Advisers are to be hit with a five per cent rise in regulatory fees from the FCA. FtAdviser gives a breakdown of the costs but advisers may be cynical about the rationale.
IFAs will collectively be expected to pay £86.5m in 2022/23 with a total of £640.1m to be paid by the whole industry.
The FCA puts this change in funding requirements down to a mixture of ongoing regulatory activities (£611.3m) - the baseline cost of running the FCA, as well as new responsibilities (£3m), scope changes (£10.4m), and the National Insurance rate increases (£3.1m).
Advisers will, of course, have their own views about whether such costs are justified, if they should be paying for changes in the scope of the FCA and indeed general inflation.
On the subject of inflation, Adam Leci, technical consultant at Prestwood Software, suggests taking a calm approach to inflation projections with clients.
He says it is likely advisers are struggling to justify to clients that it's appropriate to use an inflation figure of 3% when inflation is sitting at nearly three times that mark and suggests way in which they might do so.
It is a useful article with lots of graphs.

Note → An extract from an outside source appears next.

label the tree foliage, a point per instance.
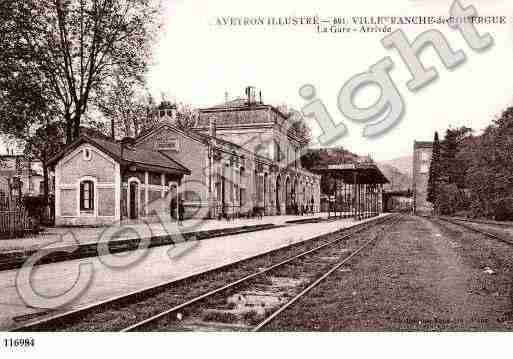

Andy Bell of AJ Bell fame gives his view on private equity in the platform market.
“Private equity goes where the sex and violence is. And that’s what we are seeing here. The platform market is where it is at. So I take that as great; we are in the right spot.
“I don’t have a particular view on private equity in the sense that, are they a good owner or a bad owner? If you believe that stability of ownership is important then clearly it would be a negative,” he says.
RLAM’s Trevor Greetham suggests a broader diversification to help investors cope with inflation.
FTAdviser takes a long look at what it calls the ticking insolvency time bomb for UK consumers.
Advisers say that some clients are asking about the status of protection insurance policies should they be called up to the armed forces in the event of a conflict. This does seem somewhat theoretical for now, but it is interesting that advisers are picking up on these concerns among the public.